Unlike Roaring Lion, whose loss came out of a clear blue sky, Crupi had long battled health issues before he died in May. But he, too, was an inspirational fighter; and it was hard to resist a sense of some benign intervention of fate when Vino Rosso won the GI Gold Cup at Santa Anita just a couple of days after his passing. So who can say what tales of triumph and tragedy will in time be woven into the pages of the 2019 catalogue?
Perhaps the one and only certainty is that a market that gives them considerable exposure in the first place will prove equally culpable in now starting to judge the new sires prematurely.
Extrapolating trends of any kind from a boutique sale is always hazardous, so there's limited point judging any of their yearlings glamorous enough to be granted a stall for the Select Sale at Saratoga. For what it may be worth, however, let's assess the rookies on the dividends achieved through their more precocious types across all three summer sales.

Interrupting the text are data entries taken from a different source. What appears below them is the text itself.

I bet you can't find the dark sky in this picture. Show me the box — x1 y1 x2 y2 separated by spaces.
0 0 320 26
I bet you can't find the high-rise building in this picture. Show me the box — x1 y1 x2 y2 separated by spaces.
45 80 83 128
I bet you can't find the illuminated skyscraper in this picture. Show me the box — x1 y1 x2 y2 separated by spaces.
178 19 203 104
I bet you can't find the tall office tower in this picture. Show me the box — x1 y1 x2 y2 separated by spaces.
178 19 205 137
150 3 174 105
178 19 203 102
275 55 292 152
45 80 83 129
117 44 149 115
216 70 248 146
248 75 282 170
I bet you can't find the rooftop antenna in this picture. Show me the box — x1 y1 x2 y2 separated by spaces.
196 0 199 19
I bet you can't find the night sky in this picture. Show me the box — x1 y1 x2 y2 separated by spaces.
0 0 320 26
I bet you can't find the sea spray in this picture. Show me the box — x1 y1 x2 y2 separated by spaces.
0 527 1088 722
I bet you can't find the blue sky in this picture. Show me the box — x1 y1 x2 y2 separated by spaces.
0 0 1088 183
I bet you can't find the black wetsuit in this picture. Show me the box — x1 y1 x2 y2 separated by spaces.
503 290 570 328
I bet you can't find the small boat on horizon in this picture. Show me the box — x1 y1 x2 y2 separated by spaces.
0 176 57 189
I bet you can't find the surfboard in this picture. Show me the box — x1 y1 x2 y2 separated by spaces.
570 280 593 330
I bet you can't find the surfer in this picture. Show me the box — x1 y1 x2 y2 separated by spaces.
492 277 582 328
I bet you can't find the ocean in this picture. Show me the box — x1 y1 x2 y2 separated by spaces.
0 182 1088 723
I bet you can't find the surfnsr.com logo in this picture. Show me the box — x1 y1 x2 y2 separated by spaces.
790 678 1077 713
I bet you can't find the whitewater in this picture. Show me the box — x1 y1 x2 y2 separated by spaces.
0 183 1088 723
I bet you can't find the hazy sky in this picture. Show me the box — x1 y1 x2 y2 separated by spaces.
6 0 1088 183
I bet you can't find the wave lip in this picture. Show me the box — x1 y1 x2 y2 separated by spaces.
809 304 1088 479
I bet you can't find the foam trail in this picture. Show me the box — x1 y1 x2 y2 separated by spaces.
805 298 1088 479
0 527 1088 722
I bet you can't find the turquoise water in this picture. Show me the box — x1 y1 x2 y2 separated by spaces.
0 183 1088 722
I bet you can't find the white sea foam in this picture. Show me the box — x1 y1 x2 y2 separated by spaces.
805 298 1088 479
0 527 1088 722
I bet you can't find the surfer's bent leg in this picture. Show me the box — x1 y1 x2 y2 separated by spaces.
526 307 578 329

As in the past, I'm ranking their averages against the number offered, rather than the number sold. True, the odd yearling is unsold because so highly regarded, with a correspondingly ambitious reserve. Frosted ($275,000, $200,000), Outwork ($230,000), California Chrome ($195,000, $175,000) and Exaggerator ($150,000) are among those with yearlings expensively retained this summer. Overall, however, I feel the traditional approach–calculating averages per yearling sold–is even less fair. It penalises those stallions who process a higher percentage; and rewards those whose less attractive stock is led away unwanted. (This data, incidentally, is based on TDN's constantly updating tables of sale statistics.)
FRESHMAN SIRES' PERFORMANCE AT THE SUMMER YEARLING SALES
|Sire||2017 Fee||ring||Avg/ring||rank (median)|
|Air Force Blue||25,000||7||139,336||6|
|Not This Time||15,000||10||58,000||8=|
It would be ludicrous to read too much into these first skirmishes, given the tiny size of the sample relative to most books. Certainly nobody should be losing any sleep over a quiet start by some stallions of a very different profile from, say, Outwork, who himself won on debut over 4 1/2 furlongs at Keeneland in April and has already sent no fewer than 24 yearlings through the ring (and pretty profitably).

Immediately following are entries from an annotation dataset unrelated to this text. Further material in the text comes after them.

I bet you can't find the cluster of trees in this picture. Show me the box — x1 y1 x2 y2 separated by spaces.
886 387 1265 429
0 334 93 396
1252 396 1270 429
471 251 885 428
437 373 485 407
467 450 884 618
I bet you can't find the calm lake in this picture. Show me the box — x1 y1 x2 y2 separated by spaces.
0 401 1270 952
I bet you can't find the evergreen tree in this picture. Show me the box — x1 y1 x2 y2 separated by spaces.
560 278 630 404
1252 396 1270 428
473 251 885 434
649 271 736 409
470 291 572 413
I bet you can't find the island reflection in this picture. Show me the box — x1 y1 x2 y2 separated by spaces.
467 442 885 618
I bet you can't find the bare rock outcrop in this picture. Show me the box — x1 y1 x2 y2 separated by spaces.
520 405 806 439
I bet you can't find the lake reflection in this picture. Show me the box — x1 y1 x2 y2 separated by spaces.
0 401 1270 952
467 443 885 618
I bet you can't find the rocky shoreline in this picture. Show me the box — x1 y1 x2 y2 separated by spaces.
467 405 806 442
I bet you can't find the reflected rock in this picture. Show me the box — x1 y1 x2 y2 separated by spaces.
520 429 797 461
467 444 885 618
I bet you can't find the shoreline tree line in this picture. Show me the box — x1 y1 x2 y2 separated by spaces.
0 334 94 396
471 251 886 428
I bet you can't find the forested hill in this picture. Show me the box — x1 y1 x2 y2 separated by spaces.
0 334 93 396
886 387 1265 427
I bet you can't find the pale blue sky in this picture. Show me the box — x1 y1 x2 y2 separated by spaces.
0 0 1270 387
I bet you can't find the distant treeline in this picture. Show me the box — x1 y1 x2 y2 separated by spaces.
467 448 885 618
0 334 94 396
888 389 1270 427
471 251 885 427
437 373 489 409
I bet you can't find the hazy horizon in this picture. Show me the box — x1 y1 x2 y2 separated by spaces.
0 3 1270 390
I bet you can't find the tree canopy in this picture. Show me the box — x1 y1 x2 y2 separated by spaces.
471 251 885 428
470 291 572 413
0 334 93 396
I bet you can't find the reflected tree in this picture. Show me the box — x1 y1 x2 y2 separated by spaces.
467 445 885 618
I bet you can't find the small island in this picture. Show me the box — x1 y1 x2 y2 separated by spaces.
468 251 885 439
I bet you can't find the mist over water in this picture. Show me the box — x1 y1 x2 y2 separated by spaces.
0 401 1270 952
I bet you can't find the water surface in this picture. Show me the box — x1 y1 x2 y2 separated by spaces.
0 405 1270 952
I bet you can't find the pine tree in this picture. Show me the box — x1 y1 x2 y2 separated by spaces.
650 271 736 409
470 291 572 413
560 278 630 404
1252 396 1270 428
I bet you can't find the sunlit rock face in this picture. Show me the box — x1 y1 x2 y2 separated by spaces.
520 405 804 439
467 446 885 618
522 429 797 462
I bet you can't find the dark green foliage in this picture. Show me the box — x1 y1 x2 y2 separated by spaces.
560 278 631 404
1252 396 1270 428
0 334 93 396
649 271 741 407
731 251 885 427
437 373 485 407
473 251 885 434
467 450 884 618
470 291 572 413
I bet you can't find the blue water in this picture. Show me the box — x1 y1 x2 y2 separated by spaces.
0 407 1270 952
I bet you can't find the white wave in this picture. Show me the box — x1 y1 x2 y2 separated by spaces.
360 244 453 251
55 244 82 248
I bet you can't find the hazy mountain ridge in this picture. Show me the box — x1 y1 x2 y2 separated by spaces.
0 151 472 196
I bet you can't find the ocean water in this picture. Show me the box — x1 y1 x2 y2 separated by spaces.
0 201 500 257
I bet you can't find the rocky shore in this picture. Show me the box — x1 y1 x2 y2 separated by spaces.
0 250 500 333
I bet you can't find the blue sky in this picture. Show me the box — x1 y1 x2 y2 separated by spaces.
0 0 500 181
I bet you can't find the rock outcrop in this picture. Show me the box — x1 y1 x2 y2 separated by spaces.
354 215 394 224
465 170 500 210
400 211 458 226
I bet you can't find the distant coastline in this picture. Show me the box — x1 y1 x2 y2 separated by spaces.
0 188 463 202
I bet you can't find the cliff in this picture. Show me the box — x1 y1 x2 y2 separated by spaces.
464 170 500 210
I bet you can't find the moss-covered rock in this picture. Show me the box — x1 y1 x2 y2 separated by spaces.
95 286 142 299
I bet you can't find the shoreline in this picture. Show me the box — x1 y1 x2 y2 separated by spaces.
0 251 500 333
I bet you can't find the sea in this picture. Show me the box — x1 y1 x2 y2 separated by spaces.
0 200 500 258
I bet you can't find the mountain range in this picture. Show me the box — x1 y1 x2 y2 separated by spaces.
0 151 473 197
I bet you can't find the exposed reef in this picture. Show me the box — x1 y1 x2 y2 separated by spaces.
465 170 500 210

That said, legitimate plaudits go to Runhappy. The Claiborne stallion found a new home for all 10 of his yearlings under the gavel this summer–and at 10 times his opening fee. He is followed by Nyquist, who has been cheerfully punching his weight with all but one sold at six times his marquee tag. These two set up shop in Book 1 with 11 and eight, respectively.
Meanwhile, of course, there's plenty of other quality bubbling under. Those beyond the parameters of this table include Calumet's hardy turf champion Big Blue Kitten, hardly an Outwork. He has been represented by a solitary filly to date, and she made $130,000. Then there are the three yearlings offered (and sold) to date by Flintshire (GB), who looked good value at an opening $20,000 yet has already been trimmed to $15,000: these include a $210,000 colt. And how about this from Firing Line? Standing at Crestwood for $5,000, he has so far been represented by one colt and one filly, respectively bringing $110,000 and $50,000.
It's on the racetrack, of course, that we should sooner be judging all these stallions. So we'll assess the market's overall treatment of stallions, proven and unproven, after the sale.
The Book 1 format has been tweaked yet again, incidentally, sensibly compromising between a single evening in 2017 and four full days last year. Three shorter sessions, this time, address the grievances of those consignors who last year felt that Book 2 types had forfeited the limelight with their absorption into Book 1.
There's never been a horse sale in the history of the breed, of course, where absolutely everybody has gone home happy. So good luck to all of you for whom months of work are about to be reckoned in the space of a minute or two. May you get your due reward; and, above all, may your horse find a new home that makes you both comfortable.